Levine ME, Suarez JA, Brandhorst S, et al. Low protein intake is associated with a major reduction in IGF-1, cancer, and overall mortality in the 65 and younger but not older population. Cell Metab. 2014;19(3):407-417.
Dietary protein consumption was examined in a US population cohort and links sought to overall and disease specific mortality.
The cohort studied consisted of 6,381 adults aged 50 and over from the NHANES III, a nationally representative, cross-sectional study. Mean age was 65 years and was representative of the US population in ethnicity, education, and health characteristics.
The subjects consumed 1,823 calories on average per day, of which the majority came from carbohydrates (51%), followed by fat (33%) and protein (16%), with most of it (11%) derived from animal protein. The percent of calorie intake from protein was used to categorize subjects into a high-protein group (20% or more of calories from protein), a moderate-protein group (10–19% of calories from protein), and a low-protein group (less than 10% of calories from protein).
Mortality was followed via the National Death Index until 2006, which provides timing and cause of death. The 18-year follow-up period covered 83,308 total person-years with 40% overall mortality; 10% was due to cancer, 19% cardiovascular disease, and 1% diabetes.
Members of the study cohort aged 50–65 reporting high protein intake had a 75% increase in overall mortality and a 4-fold increase in cancer death risk during the following 18 years. These associations were either abolished or attenuated if the proteins were plant-derived. Conversely, high protein intake was associated with reduced cancer and overall mortality in respondents over 65. There was a 5-fold increase in diabetes mortality across all ages for those consuming high-protein diets. These results suggest that low protein intake during middle age followed by moderate to high protein consumption in older adults may optimize health span and longevity.
These data suggest that people should shift their dietary patterns in two key ways. First, patients younger than 65 should be discouraged from eating high-protein diets, especially diets high in animal protein. They should be encouraged to shift toward vegetable protein. Second, patients over 65 should be encouraged to consume more protein as it reduces overall and cancer mortality unless at high risk for diabetes.
The increased risk for diabetes seen in the middle-aged population on high-protein diets was striking: Subjects with no diabetes at baseline had a 73-fold increase, while those in the moderate-protein group had a 23-fold increase in risk of diabetes mortality.
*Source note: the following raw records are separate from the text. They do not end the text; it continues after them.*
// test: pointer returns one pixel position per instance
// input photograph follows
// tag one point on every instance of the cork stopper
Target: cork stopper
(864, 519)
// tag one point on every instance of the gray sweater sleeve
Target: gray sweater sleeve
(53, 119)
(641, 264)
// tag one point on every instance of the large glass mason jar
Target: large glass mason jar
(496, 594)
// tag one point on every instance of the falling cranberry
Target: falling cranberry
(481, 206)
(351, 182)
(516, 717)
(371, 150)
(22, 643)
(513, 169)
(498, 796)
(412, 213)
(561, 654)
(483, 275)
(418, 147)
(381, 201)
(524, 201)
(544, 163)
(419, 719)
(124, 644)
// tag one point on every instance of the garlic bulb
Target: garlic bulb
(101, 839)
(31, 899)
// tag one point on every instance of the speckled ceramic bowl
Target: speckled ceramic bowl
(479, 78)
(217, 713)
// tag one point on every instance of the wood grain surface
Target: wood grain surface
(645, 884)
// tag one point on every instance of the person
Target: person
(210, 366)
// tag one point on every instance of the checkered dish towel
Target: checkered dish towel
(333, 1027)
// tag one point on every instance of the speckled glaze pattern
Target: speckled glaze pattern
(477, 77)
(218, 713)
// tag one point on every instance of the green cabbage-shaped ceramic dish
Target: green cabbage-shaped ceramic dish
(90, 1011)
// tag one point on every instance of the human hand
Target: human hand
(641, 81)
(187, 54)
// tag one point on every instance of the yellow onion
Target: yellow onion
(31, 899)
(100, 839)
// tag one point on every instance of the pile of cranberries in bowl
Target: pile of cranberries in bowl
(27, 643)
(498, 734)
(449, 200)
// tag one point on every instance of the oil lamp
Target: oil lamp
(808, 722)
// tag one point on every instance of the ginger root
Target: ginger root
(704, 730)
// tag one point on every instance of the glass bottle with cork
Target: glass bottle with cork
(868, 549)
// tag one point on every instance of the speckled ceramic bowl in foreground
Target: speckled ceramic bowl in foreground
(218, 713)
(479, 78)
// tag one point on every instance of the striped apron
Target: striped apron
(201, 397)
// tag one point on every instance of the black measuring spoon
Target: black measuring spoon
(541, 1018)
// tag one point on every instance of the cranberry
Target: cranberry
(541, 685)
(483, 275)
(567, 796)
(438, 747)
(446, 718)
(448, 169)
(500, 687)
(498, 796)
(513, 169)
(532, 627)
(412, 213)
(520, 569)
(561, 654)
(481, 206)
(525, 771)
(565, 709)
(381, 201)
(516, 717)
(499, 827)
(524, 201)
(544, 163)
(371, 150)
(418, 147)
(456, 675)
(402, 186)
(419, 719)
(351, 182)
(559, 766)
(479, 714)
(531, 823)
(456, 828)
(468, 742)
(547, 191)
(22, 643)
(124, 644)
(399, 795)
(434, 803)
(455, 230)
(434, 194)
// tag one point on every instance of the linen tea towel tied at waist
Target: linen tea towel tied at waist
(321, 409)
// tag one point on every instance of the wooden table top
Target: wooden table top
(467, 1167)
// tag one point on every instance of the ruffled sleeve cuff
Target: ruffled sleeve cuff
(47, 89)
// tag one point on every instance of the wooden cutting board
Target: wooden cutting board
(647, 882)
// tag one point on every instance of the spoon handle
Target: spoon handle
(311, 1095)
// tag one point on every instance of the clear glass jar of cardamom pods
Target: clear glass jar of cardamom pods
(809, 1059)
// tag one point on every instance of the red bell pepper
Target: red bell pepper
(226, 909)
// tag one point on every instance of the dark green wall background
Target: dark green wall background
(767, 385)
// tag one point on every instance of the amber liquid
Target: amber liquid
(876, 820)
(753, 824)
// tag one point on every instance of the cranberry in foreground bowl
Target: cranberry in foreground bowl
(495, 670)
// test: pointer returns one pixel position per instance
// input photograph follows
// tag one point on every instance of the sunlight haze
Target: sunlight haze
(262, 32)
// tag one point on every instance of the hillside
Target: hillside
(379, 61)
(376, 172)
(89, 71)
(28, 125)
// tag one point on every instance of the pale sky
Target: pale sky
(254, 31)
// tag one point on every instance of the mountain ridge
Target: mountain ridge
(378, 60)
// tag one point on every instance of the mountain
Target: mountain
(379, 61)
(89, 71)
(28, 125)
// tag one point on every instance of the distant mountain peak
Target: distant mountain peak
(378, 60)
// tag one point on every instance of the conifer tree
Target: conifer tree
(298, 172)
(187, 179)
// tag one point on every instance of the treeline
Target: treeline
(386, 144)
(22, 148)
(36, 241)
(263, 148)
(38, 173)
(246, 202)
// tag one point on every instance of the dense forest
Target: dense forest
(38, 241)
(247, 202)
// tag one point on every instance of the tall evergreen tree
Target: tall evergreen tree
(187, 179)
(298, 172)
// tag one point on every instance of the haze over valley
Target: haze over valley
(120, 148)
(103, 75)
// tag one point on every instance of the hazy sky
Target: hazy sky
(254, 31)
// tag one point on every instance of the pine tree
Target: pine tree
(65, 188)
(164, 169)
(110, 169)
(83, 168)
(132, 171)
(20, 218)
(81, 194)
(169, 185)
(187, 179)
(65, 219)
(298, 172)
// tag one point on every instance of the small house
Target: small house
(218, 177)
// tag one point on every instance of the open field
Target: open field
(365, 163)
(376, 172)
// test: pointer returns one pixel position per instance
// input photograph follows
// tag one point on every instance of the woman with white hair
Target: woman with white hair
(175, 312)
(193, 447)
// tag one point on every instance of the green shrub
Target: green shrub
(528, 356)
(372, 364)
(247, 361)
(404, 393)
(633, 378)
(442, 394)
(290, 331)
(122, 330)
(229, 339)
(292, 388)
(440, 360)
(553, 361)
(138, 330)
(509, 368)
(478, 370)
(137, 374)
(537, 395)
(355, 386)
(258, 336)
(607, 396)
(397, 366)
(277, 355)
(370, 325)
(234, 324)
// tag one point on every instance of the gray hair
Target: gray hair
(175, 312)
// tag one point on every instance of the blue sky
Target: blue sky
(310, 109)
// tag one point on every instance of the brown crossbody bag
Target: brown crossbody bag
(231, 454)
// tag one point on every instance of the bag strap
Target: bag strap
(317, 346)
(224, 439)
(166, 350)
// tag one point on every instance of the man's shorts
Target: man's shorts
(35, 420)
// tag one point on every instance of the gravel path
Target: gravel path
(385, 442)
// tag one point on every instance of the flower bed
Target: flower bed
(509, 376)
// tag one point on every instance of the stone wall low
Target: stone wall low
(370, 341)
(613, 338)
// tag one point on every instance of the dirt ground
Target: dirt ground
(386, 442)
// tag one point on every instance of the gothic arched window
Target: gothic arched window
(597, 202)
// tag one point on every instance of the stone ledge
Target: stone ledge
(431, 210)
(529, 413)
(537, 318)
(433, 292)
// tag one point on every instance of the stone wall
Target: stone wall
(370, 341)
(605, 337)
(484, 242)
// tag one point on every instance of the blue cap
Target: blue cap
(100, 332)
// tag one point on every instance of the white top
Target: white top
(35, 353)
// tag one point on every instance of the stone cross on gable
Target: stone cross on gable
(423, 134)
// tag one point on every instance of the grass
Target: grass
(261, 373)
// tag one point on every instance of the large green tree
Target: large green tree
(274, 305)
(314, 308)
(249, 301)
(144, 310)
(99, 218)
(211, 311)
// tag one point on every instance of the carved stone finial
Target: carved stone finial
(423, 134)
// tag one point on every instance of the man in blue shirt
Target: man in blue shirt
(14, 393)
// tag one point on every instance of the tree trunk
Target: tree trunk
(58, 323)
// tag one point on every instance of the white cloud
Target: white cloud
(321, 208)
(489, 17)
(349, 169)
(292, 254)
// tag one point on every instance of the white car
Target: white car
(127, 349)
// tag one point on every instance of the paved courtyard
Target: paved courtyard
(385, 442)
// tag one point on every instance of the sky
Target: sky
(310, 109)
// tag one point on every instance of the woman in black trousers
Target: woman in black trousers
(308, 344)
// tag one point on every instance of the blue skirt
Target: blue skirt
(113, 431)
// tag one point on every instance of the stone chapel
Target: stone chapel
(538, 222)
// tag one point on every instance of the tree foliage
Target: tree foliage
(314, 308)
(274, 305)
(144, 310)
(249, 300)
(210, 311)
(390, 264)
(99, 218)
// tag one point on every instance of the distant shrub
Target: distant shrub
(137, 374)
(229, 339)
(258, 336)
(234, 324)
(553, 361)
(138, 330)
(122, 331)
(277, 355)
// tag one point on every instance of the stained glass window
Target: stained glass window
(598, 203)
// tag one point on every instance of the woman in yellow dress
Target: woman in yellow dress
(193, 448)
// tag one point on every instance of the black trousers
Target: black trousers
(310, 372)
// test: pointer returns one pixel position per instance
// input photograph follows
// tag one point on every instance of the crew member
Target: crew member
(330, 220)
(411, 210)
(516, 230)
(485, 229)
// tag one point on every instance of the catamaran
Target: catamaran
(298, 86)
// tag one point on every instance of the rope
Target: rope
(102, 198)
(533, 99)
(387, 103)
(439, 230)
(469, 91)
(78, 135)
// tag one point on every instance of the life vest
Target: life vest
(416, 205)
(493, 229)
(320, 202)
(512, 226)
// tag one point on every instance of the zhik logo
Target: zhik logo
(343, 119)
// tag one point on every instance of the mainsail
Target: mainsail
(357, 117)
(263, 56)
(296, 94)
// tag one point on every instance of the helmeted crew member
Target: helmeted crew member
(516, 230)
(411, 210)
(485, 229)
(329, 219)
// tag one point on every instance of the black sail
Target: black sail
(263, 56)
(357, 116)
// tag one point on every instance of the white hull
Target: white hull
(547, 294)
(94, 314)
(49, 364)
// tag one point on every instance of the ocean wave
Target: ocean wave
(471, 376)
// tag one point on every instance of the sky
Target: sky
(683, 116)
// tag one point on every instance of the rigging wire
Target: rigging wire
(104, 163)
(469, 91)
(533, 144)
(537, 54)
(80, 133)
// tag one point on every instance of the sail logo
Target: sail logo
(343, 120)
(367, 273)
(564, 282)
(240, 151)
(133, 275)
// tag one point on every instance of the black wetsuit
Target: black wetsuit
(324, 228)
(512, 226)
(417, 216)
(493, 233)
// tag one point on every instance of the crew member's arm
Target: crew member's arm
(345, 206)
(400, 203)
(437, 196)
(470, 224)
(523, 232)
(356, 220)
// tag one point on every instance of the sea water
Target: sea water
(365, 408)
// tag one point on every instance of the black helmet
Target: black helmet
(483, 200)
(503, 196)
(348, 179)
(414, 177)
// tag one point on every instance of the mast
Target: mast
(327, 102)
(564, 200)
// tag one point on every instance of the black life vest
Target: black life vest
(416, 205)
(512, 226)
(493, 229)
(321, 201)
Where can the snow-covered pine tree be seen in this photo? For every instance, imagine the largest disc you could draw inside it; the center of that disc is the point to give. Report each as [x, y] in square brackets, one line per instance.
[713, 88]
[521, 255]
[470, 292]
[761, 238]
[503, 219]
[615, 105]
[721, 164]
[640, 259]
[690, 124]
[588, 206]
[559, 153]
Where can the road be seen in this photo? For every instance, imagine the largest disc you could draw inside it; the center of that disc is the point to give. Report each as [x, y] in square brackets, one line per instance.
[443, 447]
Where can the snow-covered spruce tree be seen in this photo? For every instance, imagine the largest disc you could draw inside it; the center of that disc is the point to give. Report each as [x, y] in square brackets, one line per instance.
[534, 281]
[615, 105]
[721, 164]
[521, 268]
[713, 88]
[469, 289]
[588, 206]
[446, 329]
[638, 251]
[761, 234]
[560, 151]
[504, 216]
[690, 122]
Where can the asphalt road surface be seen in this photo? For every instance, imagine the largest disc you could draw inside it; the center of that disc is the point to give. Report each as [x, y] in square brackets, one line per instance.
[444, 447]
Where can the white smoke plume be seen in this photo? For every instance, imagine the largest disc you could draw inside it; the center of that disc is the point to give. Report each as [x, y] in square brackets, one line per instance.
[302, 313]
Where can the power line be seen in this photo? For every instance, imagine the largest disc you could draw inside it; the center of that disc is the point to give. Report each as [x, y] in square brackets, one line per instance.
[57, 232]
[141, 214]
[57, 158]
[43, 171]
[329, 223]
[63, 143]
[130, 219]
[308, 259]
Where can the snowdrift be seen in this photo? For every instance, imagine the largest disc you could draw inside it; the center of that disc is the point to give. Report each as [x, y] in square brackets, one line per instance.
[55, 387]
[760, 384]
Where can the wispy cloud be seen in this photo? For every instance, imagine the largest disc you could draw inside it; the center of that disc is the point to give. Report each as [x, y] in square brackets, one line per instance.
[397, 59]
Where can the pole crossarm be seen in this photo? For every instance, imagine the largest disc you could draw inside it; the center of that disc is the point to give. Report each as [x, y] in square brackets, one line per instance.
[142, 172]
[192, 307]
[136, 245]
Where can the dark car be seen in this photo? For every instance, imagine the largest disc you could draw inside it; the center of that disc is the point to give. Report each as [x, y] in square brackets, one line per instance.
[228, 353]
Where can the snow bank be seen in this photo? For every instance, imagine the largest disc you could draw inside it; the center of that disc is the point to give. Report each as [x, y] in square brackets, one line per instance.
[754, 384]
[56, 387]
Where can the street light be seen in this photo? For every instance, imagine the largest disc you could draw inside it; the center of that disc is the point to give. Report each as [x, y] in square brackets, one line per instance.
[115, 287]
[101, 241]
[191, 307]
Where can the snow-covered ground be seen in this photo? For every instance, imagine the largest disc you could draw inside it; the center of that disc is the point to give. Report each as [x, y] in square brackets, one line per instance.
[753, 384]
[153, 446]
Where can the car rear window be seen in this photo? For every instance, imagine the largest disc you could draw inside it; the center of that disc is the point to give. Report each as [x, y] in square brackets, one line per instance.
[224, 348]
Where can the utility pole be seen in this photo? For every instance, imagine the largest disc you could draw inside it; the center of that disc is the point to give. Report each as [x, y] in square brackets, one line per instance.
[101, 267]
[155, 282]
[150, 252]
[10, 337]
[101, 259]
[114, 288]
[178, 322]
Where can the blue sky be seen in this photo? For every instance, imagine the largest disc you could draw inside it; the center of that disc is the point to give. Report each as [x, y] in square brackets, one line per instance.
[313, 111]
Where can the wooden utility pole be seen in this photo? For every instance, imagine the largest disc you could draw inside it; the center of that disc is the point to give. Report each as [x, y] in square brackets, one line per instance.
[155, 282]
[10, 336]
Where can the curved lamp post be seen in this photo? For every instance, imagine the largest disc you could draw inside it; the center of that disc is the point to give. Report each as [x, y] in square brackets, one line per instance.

These increased hazard ratios may be somewhat inaccurate due to the small sample size; there were only 21 diabetes deaths among people who did not have diabetes at baseline, and only 1 was from the low-protein group.
Insulin-like growth factor-1 (IGF-1) was significantly lower among those 50–65 years old with low protein intake, while for those 65+ the difference between the effects high- and low-protein diets had on IGF-1 were insignificant.
The differences in mortality reported in this study are not small. The researchers found that eating a diet rich in animal proteins during middle age makes you 4 times more likely to die of cancer than someone with a low-protein diet; this is a an increased risk comparable to smoking.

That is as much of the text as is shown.